Suspension of disbelief is required for Santine being consumptive. The broad-shouldered and voluptuously toned Ms Olivo, who won a Tony as featured actress in the 2009 bilingual revival of “West Side Story”, is the healthiest looking specimen on Broadway. She looks fabulous even dying. So what (I guess), she sings up a storm. Mr. Tviet better known for his voice, not for his acting, sings up a storm, too. He and Ms Olivo are best in their duet of “Roxanne” made famous by Sting and The Police. Danny Burstein does Danny Burstein doing the club owner; think a stout, butch, crasser PT Barnum version of the emcee from “Cabaret”. Mr.
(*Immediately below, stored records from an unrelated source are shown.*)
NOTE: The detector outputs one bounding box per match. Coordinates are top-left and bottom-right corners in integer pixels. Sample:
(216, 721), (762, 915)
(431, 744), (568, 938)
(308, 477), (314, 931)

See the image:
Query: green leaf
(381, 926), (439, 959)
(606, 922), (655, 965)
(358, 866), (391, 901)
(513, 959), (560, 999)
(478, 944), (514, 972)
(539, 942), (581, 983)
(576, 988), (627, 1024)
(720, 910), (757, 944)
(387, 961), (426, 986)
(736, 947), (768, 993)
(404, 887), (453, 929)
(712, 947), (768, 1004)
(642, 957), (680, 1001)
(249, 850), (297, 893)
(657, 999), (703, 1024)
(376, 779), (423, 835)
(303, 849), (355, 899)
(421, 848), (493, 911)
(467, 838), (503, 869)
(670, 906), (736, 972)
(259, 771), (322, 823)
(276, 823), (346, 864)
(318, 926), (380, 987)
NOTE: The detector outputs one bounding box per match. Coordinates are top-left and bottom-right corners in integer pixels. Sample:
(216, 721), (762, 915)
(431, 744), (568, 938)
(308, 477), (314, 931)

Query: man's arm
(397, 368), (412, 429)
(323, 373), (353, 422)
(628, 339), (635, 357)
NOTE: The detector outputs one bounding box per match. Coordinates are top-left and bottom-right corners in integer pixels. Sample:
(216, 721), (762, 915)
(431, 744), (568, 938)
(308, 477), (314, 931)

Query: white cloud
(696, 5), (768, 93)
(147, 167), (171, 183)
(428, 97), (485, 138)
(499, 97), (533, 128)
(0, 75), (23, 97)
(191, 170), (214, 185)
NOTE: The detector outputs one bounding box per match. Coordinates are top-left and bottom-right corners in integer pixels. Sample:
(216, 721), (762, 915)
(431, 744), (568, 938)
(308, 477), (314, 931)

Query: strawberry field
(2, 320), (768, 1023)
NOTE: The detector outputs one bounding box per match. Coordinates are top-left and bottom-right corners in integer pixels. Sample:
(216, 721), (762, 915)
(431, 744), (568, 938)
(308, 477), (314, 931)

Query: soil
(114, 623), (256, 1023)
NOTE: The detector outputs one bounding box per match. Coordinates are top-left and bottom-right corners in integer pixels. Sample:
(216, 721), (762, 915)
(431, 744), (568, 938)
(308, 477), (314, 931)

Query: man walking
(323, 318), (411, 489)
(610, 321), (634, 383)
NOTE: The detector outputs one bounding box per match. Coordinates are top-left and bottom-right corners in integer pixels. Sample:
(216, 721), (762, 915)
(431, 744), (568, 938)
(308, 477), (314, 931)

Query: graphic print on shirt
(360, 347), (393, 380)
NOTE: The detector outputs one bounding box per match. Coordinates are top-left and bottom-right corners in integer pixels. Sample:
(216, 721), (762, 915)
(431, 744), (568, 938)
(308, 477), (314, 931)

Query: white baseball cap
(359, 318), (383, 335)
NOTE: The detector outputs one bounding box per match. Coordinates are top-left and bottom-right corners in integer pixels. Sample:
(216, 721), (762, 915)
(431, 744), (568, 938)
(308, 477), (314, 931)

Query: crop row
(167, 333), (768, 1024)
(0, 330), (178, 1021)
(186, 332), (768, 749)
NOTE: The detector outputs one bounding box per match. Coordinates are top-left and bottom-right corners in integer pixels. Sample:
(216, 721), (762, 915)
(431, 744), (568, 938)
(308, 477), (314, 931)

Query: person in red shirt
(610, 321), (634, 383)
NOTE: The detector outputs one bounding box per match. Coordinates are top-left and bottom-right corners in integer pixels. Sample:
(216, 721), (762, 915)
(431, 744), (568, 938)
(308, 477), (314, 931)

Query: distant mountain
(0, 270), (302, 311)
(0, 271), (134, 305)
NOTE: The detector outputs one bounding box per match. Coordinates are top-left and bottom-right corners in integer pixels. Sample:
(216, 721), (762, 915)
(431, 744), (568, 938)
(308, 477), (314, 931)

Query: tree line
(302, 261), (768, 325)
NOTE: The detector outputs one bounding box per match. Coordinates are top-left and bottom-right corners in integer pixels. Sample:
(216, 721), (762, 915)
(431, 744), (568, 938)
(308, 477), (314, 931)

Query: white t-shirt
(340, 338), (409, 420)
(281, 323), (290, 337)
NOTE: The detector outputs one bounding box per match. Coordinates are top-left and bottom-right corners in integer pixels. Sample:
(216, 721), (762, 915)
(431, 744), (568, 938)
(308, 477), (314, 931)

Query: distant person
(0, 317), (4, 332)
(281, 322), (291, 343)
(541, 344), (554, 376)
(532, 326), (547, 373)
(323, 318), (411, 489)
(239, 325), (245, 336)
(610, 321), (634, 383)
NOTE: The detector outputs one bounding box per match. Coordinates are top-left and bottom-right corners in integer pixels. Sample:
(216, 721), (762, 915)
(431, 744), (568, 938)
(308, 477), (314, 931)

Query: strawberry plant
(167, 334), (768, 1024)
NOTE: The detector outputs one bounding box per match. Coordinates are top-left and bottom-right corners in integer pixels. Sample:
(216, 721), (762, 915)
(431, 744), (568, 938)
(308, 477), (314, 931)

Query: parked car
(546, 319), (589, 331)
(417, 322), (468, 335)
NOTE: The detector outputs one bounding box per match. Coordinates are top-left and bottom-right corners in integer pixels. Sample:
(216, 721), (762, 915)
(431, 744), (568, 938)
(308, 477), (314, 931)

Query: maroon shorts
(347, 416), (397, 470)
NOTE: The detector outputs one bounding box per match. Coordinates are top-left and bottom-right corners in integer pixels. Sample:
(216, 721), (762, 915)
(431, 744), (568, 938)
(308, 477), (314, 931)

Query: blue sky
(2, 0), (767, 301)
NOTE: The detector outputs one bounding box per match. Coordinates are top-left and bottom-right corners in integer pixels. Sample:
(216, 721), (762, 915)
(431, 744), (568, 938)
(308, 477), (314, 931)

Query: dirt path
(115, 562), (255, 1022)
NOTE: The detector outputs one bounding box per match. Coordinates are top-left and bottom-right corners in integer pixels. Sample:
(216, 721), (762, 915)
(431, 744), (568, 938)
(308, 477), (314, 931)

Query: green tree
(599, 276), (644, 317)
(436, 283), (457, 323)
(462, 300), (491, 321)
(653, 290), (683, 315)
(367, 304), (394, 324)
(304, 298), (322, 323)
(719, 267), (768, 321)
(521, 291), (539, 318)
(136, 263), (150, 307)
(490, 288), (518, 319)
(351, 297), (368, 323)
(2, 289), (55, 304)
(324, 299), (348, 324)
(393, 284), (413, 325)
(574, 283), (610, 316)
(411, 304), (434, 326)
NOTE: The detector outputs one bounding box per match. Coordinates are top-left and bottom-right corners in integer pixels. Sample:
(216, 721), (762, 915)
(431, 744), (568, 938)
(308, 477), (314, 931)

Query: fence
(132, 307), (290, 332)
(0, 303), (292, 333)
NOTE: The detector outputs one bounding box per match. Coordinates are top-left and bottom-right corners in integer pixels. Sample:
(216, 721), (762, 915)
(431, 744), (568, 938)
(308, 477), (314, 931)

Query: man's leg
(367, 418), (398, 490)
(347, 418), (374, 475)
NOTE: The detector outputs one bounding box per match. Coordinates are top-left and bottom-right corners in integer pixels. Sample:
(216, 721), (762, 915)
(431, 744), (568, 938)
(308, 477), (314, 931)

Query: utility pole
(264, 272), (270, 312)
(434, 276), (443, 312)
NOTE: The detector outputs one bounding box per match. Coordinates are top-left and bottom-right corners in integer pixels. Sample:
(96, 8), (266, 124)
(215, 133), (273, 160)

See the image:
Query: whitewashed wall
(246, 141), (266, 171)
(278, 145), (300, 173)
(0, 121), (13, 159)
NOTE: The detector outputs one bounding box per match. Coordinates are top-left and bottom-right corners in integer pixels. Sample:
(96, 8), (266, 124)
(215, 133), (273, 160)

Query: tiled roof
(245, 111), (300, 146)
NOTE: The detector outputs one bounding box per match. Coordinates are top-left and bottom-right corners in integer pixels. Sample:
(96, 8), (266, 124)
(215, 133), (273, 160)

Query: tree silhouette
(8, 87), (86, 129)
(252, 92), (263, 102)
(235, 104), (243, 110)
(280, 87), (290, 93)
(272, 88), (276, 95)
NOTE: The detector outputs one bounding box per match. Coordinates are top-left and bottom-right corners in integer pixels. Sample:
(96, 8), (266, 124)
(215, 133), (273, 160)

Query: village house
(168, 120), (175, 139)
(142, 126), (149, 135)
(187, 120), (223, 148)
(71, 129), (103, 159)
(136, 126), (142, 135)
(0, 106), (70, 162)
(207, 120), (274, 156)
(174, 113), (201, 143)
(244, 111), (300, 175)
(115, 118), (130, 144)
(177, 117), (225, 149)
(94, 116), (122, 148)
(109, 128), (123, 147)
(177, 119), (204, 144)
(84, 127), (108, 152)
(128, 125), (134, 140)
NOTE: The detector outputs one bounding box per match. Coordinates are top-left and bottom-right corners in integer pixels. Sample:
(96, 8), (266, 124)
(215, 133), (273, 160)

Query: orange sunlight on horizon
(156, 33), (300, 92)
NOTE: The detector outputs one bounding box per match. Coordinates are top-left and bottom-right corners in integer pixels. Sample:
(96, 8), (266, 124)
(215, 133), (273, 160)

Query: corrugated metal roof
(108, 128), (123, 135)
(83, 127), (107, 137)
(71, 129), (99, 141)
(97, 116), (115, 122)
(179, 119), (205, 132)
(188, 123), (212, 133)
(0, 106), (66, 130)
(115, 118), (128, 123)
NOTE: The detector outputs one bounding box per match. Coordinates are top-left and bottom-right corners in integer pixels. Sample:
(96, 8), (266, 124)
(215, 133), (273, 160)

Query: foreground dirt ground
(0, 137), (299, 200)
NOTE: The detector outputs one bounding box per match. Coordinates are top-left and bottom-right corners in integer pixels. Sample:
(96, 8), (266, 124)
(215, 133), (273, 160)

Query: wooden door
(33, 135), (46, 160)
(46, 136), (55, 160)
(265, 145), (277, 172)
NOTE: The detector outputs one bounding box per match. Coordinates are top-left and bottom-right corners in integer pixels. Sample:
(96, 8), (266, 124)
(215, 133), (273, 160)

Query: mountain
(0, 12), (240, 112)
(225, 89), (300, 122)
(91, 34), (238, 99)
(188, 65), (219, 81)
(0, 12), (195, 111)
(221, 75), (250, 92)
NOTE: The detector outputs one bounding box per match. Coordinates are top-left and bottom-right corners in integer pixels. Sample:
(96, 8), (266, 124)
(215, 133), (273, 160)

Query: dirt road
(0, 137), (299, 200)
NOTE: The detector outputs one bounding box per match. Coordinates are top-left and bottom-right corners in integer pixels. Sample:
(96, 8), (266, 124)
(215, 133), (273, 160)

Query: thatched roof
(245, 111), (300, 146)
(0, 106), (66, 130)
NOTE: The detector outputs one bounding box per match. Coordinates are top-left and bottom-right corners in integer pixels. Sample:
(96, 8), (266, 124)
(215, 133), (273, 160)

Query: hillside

Mutu’s Duke inexplicably disappears from the plot but at least the English actor has found life in theater after his title turn in the deadly “Dr. Zhivago”. As Toulouse, Mr. Ngaujah, who created the title role in “Fela!” way back when, corners the show’s quietest moments with a distinctive solo version of Nat King Cole’s “Nature Boy”. (Why the famous ballad? Because it invokes Toulouse’s unrequited love for Santine; he fell in love with her when he rescued her from life on the streets when she was a 13-year old prostitute.)
Spectacle reigns, and not just in the fantastic scenery by Derek McLane. Costume by multiple Tony-winner Catherine Zuber isn’t just spectacular; it is spectacle in itself - an eye-popping, elegant pastiche of Folies Bergere, Ziegfeld, Mackie, and Las Vegas. Choreography by Sonya Tayeh is spectacular, too - a non-stop, breathless, dizzying array of dance and a most impressive Broadway debut for Tayeh. (Her most inventive number is Christian’s absinthe-induced nightmare that portends his doomed relationship with Santine.) Director Alex Timbers, who misfired with “Beetlejuice”, is working full cylinder in full showmanship gear. To paraphrase Ed Sullivan, “It’s a really big shew”. More apt, to quote Oscar Wilde, “Nothing succeeds like excess”.
The repetitive use of pop hits in “Moulin Rouge“ points up the old show biz maxim: if it works once, do it again. The rule gets carried right through to the finale - an even more exuberant but shorter, repeat version of the opening number, “Lady Marmalade”. The hand-clapping audience, on its feet, chants in American phonetic the refrain “Voulez-vous coucher avec moi ce soir”. Burstein's Zyler shoots sparkling confetti into the air from the end of his emcee’s walking stick. The theatre goes crazy. An insert in the Playbill instructs that photos are permitted during the encore. Iphones are it galore. Bling sells.